= Satmode =

SATMODE is a set of technologies originally developed for interactive TV and based on an always-on return channel via satellite designed for ultra low-cost feasibility.

Although no SATMODE network has been deployed up to now for interactive TV, the SATMODE technology is used in the ASTRA2Connect two-way satellite broadband Internet service available across Europe.

==Purpose of the technology==

SATMODE is an interactive TV solution via satellite, targeting the mass-market through consumer products.

SATMODE supports services to the viewer, like the following ones:
- Interactive advertising
- Betting
- Communication: Chat, SMS, e-mail
- Tele-Voting, Polls, Play-along, Quiz
- Games: standalone or multiplayer
- Home Shopping
- Personal Data Consultation / banking
- Walled Garden Internet Services

SATMODE also supports features allowing the technical management of the iTV platform:
- Enhanced conditional access
- Audience metering
- Statistics gathering
- Hard disk drive content management

The system is scalable up to the complete DTH population and is designed to minimize the terminal cost.

==Modem Layer==

The modem layer is specified by a CENELEC standard (EN50478).
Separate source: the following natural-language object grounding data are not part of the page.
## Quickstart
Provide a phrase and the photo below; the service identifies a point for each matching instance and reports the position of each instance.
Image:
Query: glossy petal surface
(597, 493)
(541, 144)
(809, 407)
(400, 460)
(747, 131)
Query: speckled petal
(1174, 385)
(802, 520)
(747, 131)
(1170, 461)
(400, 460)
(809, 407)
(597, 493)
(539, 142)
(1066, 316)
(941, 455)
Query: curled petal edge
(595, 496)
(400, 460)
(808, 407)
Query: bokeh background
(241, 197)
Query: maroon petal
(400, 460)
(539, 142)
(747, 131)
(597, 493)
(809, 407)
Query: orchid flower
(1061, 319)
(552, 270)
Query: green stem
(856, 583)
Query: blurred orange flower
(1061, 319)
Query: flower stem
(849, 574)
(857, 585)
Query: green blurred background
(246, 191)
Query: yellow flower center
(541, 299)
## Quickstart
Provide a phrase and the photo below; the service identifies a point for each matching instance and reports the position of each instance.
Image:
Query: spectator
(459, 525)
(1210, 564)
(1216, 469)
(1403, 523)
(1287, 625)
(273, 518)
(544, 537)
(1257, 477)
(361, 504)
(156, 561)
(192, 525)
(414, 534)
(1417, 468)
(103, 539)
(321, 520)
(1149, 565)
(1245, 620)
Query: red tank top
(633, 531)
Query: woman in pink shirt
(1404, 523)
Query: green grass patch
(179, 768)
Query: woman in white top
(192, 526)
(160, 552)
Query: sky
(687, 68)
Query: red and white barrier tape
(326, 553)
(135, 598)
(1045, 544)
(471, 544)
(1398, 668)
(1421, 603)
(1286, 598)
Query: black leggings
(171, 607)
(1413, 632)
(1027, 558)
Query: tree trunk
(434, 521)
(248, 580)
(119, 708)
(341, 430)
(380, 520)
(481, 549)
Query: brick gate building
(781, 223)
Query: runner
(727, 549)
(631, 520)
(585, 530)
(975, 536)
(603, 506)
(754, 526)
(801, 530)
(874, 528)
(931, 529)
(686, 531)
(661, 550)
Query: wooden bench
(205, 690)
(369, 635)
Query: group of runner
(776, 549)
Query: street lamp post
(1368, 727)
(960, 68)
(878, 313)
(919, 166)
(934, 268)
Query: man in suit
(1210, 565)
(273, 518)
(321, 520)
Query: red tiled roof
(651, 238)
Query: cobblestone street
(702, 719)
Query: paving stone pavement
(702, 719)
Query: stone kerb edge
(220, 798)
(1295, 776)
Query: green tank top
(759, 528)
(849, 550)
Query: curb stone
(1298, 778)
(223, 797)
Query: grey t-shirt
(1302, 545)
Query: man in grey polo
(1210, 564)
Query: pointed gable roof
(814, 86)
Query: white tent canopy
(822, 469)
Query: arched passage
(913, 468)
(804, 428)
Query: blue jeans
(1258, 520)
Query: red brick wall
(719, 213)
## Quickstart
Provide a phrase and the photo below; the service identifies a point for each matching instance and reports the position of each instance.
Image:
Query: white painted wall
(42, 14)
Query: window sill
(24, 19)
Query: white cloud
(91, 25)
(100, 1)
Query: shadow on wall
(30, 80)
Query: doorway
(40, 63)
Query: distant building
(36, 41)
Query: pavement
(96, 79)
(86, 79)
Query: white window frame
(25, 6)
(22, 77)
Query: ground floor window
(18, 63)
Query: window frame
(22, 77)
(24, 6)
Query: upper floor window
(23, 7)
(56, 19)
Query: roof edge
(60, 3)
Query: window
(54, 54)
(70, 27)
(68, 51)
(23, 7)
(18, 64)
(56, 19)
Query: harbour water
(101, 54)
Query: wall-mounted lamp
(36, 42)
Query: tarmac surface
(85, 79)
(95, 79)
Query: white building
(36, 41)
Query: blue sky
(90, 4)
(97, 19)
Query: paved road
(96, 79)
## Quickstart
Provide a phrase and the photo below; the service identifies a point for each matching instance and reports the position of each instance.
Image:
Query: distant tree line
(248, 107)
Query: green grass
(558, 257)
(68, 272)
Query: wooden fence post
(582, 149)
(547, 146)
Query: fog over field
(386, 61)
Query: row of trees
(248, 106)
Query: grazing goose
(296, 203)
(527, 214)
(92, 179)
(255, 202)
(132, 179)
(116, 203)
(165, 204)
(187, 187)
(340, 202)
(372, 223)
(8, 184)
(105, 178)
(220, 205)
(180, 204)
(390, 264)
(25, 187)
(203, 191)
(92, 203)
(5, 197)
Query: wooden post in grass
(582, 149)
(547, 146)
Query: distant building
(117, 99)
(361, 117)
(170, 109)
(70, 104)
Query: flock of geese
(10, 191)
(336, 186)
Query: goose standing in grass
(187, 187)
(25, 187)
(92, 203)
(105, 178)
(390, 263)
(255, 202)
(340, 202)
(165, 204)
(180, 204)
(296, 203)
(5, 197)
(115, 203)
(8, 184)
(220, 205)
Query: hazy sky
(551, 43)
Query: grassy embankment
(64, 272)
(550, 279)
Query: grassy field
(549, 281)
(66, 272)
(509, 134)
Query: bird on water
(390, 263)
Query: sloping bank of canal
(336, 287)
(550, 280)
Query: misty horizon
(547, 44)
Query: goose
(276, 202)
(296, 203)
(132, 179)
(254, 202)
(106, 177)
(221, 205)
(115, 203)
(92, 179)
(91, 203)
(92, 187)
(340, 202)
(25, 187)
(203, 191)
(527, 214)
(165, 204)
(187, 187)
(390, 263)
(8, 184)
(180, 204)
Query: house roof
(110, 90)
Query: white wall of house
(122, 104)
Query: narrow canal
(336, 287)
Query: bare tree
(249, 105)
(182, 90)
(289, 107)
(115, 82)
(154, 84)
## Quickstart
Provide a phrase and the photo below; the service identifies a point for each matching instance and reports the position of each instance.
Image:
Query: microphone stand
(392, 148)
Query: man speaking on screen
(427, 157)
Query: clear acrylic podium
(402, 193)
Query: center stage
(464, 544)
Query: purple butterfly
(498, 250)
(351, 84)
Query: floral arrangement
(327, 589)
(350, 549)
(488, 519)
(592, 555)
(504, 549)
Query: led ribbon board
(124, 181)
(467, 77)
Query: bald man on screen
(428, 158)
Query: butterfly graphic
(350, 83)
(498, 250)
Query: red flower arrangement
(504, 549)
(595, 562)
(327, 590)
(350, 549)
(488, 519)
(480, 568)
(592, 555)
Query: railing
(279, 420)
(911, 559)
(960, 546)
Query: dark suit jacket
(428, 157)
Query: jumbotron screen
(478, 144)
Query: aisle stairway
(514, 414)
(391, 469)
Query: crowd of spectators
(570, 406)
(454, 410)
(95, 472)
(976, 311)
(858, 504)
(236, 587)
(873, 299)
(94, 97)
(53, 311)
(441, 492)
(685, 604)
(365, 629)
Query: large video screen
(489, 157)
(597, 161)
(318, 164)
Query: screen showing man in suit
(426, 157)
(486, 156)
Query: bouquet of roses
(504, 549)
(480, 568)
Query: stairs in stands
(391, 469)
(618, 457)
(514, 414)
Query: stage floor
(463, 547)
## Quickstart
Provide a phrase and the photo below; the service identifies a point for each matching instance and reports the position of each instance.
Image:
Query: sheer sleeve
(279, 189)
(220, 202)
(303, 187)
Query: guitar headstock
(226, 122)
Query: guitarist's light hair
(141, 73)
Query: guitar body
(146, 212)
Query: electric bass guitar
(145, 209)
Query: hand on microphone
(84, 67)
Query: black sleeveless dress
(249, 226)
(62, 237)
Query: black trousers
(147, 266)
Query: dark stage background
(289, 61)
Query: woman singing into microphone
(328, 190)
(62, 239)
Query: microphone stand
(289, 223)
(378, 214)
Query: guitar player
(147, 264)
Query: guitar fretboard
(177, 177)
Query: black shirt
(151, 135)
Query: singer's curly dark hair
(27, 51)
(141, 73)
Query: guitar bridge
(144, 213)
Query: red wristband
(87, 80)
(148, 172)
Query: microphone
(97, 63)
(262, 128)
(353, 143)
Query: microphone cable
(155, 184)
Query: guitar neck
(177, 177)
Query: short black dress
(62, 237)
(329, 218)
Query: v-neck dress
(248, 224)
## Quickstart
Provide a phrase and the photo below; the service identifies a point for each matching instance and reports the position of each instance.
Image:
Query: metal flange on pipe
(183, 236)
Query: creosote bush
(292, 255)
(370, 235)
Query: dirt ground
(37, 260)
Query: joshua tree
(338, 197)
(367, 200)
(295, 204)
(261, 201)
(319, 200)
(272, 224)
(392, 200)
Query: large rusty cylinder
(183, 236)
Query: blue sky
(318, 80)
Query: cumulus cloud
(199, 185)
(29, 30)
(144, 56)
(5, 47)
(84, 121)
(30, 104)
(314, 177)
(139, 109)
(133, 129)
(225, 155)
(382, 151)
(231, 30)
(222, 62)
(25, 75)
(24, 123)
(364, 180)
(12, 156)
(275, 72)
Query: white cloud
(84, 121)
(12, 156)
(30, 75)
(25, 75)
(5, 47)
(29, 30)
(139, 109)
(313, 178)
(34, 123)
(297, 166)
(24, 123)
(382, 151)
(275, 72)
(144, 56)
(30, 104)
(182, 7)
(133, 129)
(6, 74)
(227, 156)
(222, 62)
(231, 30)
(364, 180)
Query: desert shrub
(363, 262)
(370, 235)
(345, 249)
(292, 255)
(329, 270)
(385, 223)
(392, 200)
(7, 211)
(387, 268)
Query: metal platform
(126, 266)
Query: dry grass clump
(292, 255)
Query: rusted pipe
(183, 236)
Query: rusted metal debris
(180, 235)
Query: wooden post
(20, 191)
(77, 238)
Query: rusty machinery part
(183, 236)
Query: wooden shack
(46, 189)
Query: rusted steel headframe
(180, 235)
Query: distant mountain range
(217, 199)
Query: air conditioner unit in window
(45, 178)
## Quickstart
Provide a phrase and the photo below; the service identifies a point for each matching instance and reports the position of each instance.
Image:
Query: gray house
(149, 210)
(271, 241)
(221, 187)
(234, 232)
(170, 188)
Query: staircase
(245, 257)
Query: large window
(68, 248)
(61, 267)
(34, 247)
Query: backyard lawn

The system flexibility allows SATMODE to be used in extreme scenarios by adjusting the modem parameters:
- Very power limited scenarios (it’s the case for most VSAT Ku-band satellites)
- Aggressive multi-beam satellite space segment allowing to increase the return channel speed for a given translit power

To reach the flexibility goal and nevertheless keep full interoperatibility of terminals, SATMODE uses a fully specified waveform toolbox.

The choice of constant envelope modulations is made to minimize the terminal cost. Thanks to this property, very low cost outdoor units (ODUs) operating at full saturation and in non-linear mode can be used.

Moderate bit rates allow to use very low power transmitters (typically 100 mW), keeping the cost compatible with the mass-market.

The selected access scheme -- slotted ALOHA -- is efficient on iTV traffic and very easy to scale up to a very high number of terminals only sending a few packets from time to time.

The building blocks of the SATMODE toolbox are:
- Binary or quaternary CPM
- Programmable phase filter for CPM modulations (GMSK being a specific case)
- Flexible Turbo or Turbo-like
- Programmable interleavers (3)
- Programmable constituent codes with bypass possibilities (2)
- Programmable Unique Word structure
- Tables extraction from a DVB TS (DVB-S or DVB-S2 broadcast)

All the parameters are sent by the HUB through DVB tables, even allowing changes during operation:
- FCT: Sprectrum organisation in Carrier Groups
- FAT: Spectrum Allocation to services

Signalisation information sent to specific terminals is also embedded in DVB tables (SMT tables).

The terminal is fully defined: it must be able to play the complete waveform space.
The HUB is in the ground station. The HUB usually only implements one scheme and sends the tables to the terminals to instruct them to play that scheme.

==SATMODE Project==

The SATMODE development project has been funded at 50% by ESA.